The anatomy of plant design and the OT cyber-attack – Part 2

The anatomy of plant design and the OT cyber-attack - Part 2
Sinclair

In Part 1, I discussed the design processes and the disciplines that influence the OT security design process, additionally, I introduced the “first law of OT cyber security”. In this second part, I zoom in on the anatomy of the OT cyber-attack discussing how this relates to the design process. And I will discuss the use of quantitative risk in cyber security design, a controversial topic addressed by many as “not possible”.

But first, let’s define what I consider an OT cyber-attack in the context of this article:

“An OT cyber-attack is an attack, using cyberspace, that targets a manufacturing plant’s process automation system with the aim of disrupting, disabling, damaging, or maliciously controlling its production process and installation”.

With this definition, I ignore the potential disruption of the business functions that are resident in the corporate network as a consequence of their reliance on the process automation system the information (or reverse).

My focus in this article will be on the attack scenarios that attempt to damage the production unit and cause loss of containment, or explosions. My imaginary target will be a process unit with its equipment modules in a petrochemical plant. For readers without a process engineering background, engineers decompose a chemical plant into units (e.g. a reactor), equipment modules (e.g. a pump), and control modules (e.g. a pressure control loop). These equipment modules have a typical configuration whose process risks and solutions are often solved in a similar way. Looking at the P&ID (Piping and instrumentation drawing) of a unit we can quickly spot the hazards that a cyber-attacker can attempt to exploit.

As usual, I try to approach the OT security design task from a holistic point of view, identifying the hazards to the production process and look for a solution by combining the OT security design task with the results of the process design and security design tasks. The safety design in particular plays a key role here. When starting the design process the first set of questions to ask are: How does it work? What can go wrong? What will happen? How can we prevent this? How can we limit the damage?

Let’s start the discussion by discussing the model of an OT cyber-attack. For this I created Figure 2, I start at the left side of the diagram with the threat actors.

For a successful attack, a threat actor must have the intent to attack; the technical capability to accomplish the attack; and the opportunity to carry out the attack. If one of these three factors is missing, the threat actor will not succeed.

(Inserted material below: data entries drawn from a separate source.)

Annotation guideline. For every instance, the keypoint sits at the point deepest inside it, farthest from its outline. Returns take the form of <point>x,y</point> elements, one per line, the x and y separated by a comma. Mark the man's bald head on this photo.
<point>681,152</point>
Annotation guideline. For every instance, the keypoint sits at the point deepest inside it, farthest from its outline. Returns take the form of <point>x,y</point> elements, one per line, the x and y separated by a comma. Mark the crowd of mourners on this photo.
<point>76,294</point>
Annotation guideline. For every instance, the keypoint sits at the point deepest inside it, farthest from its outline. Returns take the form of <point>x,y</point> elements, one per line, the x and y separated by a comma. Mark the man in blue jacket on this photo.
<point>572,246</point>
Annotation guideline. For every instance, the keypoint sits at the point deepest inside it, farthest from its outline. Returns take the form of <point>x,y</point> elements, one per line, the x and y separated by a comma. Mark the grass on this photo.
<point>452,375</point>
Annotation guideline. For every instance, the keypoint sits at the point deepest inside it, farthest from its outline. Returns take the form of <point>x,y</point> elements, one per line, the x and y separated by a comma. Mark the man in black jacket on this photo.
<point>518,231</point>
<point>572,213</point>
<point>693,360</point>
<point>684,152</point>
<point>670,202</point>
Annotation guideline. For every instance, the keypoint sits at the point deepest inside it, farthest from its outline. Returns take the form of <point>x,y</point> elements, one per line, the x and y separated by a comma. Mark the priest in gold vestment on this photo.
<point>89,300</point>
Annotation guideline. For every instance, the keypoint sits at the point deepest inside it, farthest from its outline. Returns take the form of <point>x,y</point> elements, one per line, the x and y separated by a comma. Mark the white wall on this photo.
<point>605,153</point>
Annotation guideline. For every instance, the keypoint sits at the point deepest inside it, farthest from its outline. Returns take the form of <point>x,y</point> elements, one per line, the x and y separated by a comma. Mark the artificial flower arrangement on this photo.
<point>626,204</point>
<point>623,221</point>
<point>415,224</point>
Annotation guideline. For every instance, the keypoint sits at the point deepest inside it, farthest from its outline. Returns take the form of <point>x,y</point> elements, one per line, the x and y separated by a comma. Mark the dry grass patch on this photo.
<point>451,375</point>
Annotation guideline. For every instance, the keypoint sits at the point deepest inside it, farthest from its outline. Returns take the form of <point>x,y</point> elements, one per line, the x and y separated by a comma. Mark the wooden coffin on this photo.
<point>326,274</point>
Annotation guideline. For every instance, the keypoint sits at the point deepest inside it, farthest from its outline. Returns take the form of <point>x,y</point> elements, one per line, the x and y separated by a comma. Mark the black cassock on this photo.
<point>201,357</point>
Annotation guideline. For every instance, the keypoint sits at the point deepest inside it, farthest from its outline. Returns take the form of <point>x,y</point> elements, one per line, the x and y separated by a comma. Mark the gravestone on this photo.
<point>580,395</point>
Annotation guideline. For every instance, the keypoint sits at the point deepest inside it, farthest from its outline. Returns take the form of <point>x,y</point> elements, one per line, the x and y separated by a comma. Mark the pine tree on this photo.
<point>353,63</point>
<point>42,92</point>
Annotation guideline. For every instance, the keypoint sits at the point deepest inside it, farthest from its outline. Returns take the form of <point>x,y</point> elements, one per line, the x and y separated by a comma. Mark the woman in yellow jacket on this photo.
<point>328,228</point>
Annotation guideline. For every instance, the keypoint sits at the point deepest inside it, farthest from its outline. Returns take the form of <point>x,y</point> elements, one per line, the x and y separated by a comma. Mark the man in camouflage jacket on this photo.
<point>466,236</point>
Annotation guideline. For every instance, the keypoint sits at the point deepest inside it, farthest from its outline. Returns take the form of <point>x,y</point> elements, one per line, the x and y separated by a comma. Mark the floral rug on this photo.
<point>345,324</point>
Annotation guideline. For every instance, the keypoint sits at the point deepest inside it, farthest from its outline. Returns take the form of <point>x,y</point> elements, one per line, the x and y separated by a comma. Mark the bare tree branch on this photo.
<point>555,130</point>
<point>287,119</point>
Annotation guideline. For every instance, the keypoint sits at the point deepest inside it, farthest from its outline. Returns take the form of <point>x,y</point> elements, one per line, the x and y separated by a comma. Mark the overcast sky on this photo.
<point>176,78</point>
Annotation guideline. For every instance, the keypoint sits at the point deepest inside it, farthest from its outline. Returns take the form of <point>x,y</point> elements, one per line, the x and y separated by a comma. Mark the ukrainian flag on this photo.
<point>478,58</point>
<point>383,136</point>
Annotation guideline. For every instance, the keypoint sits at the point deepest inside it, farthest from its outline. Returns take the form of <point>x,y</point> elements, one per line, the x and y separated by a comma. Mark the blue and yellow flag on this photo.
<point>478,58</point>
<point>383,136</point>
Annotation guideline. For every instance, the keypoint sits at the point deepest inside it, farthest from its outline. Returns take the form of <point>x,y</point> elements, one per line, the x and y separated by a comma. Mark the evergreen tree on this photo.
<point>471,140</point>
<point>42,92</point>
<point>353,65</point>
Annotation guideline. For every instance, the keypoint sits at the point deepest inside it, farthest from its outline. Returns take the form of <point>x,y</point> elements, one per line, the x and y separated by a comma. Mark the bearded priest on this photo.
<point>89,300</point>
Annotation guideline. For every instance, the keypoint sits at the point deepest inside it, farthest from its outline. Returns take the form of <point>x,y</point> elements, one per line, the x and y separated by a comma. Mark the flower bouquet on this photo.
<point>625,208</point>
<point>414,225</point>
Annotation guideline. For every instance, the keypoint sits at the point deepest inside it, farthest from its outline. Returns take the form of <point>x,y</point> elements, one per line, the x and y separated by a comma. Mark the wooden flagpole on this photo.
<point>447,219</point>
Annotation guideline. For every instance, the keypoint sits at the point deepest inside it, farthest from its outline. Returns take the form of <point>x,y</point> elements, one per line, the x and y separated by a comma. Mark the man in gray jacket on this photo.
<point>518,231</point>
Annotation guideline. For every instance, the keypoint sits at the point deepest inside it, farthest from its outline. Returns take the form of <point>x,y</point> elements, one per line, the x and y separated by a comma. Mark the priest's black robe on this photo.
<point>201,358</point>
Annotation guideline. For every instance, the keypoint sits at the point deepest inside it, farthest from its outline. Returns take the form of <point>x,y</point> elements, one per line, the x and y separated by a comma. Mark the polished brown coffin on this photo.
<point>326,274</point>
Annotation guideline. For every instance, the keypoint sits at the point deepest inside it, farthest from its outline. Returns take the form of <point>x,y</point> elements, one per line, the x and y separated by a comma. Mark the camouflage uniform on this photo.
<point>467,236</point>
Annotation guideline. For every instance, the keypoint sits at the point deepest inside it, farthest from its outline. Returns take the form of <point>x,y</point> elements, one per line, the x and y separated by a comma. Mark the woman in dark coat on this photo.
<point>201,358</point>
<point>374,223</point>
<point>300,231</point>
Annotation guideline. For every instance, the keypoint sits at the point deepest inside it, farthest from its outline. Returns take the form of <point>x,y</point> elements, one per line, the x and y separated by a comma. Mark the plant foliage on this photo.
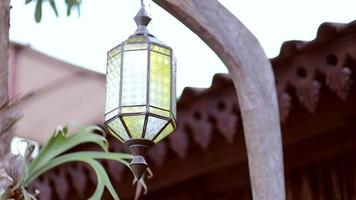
<point>70,4</point>
<point>17,172</point>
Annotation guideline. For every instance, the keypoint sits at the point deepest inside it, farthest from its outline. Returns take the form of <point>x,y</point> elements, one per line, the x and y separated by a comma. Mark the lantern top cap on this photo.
<point>142,19</point>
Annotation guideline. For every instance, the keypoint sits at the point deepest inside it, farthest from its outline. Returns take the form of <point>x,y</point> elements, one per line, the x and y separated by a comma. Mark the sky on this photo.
<point>84,39</point>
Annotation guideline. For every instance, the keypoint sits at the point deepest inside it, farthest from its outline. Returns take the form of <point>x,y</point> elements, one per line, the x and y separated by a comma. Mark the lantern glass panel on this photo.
<point>174,88</point>
<point>134,86</point>
<point>154,125</point>
<point>160,112</point>
<point>113,80</point>
<point>136,38</point>
<point>135,46</point>
<point>133,109</point>
<point>161,49</point>
<point>134,125</point>
<point>166,131</point>
<point>116,128</point>
<point>111,114</point>
<point>160,80</point>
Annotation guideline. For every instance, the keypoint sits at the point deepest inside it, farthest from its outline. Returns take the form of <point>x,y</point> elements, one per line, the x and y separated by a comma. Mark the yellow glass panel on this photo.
<point>118,129</point>
<point>159,112</point>
<point>111,114</point>
<point>174,88</point>
<point>133,109</point>
<point>160,81</point>
<point>168,130</point>
<point>160,49</point>
<point>113,80</point>
<point>134,125</point>
<point>154,125</point>
<point>134,80</point>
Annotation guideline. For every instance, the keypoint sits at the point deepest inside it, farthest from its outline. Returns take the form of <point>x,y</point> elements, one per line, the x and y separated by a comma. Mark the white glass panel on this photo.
<point>168,130</point>
<point>160,81</point>
<point>117,128</point>
<point>154,125</point>
<point>113,80</point>
<point>134,78</point>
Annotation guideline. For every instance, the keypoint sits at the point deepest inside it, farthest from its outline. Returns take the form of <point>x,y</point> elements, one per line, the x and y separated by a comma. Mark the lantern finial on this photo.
<point>139,148</point>
<point>142,19</point>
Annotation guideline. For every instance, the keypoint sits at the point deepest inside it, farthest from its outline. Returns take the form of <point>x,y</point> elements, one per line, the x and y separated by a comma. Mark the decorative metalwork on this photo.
<point>141,91</point>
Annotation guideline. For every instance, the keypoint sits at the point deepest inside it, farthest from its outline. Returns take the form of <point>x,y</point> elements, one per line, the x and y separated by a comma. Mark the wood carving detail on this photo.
<point>309,95</point>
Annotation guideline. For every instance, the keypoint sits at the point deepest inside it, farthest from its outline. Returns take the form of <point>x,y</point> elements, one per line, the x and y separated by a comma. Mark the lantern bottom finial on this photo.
<point>139,148</point>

Threat actors differ very much in skills, available resources, opportunity, and motive.

For example, threat actors can be insiders with direct access to the process automation systems or outsiders who have to find other routes to the process automation system, for example using the network connectivity.

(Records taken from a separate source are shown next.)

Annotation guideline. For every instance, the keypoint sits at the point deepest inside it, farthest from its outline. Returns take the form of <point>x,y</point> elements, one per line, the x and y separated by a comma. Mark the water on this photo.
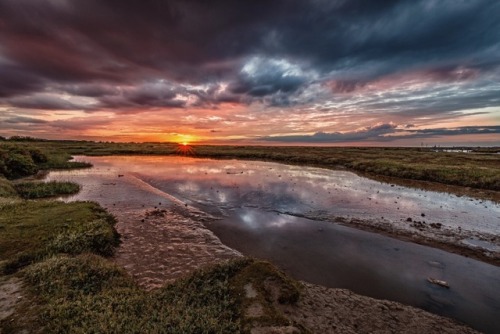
<point>249,196</point>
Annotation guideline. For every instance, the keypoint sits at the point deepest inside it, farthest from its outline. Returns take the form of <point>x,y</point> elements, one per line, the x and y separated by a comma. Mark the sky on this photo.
<point>289,72</point>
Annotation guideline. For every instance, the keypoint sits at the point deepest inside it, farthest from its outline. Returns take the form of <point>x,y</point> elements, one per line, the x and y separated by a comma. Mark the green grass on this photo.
<point>88,294</point>
<point>34,190</point>
<point>20,159</point>
<point>33,230</point>
<point>479,169</point>
<point>6,188</point>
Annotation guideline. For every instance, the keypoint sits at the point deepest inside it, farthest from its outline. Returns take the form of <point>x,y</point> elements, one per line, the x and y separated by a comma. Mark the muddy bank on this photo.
<point>164,203</point>
<point>484,247</point>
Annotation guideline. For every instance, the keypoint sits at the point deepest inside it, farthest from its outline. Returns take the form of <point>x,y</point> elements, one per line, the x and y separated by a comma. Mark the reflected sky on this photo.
<point>250,198</point>
<point>219,186</point>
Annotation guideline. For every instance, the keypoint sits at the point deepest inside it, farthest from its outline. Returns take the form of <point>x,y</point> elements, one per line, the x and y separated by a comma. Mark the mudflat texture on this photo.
<point>324,310</point>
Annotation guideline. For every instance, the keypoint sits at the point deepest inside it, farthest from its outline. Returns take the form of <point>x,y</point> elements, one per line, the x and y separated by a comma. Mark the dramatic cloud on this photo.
<point>382,133</point>
<point>266,69</point>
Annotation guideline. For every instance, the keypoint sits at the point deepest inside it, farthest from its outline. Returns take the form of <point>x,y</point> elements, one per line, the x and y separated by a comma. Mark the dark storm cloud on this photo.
<point>44,103</point>
<point>71,45</point>
<point>381,133</point>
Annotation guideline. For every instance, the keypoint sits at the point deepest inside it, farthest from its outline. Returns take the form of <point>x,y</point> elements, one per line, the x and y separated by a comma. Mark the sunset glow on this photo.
<point>284,73</point>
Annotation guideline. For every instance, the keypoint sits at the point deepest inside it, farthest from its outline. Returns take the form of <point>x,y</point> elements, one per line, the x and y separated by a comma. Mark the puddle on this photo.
<point>248,196</point>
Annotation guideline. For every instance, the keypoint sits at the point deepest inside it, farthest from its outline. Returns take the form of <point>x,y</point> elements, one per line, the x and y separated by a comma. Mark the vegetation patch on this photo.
<point>6,188</point>
<point>20,159</point>
<point>34,190</point>
<point>479,168</point>
<point>33,230</point>
<point>88,294</point>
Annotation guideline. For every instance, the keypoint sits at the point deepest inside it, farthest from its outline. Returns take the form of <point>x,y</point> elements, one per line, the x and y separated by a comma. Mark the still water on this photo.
<point>250,200</point>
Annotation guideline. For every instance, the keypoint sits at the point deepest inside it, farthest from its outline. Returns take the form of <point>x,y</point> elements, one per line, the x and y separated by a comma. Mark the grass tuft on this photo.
<point>35,190</point>
<point>6,188</point>
<point>33,230</point>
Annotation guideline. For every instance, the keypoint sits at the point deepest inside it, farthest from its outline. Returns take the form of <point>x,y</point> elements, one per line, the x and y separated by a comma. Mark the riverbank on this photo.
<point>186,248</point>
<point>472,172</point>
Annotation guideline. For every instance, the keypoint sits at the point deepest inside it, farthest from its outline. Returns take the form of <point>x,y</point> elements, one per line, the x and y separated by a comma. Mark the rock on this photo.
<point>435,281</point>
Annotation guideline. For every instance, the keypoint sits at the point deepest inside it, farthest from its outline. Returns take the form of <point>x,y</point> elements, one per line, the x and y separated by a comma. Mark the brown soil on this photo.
<point>169,244</point>
<point>324,310</point>
<point>161,245</point>
<point>10,296</point>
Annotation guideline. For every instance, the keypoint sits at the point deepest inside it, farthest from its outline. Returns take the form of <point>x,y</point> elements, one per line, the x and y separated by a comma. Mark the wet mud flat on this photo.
<point>164,204</point>
<point>161,239</point>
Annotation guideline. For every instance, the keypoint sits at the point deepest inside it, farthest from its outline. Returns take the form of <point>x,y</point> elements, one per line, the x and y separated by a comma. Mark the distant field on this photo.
<point>479,169</point>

Insiders can have access to critical information such as network addresses, topology drawings, account names, and sometimes even account passwords. Furthermore, we can differentiate threat actors based on their skills, motives, and access to resources.

We call this process threat profiling. Studying an adversary’s motivations and methods. Threat profiling is the first step in designing a cyberattack-resistant automation system. It is always important to know against which category of threat actors we defend the systems. There is a big difference between whether we have to defend ourselves against insider attackers and attacks from state actors, or whether we can design our security defenses based on non-state actors such as cybercriminals and hacktivists.

Another difference is the target, for example, if the potential target is part of the national critical infrastructure, such as a gas pipeline, or if the target is a non-strategic plant. Other factors such as the geographical location where the plant resides also make a distinction. The number of historical occurrences of OT cyber-attacks in a specific industry sector differs by geographical location. 

We need to collect and analyze this information to understand which threat actions are within the capabilities of the threat actor and what type of vulnerabilities are exposed to the threat actor to exploit. Figure 2 shows 4 threat actors, in real life risk analysts typically use at least 8 categories.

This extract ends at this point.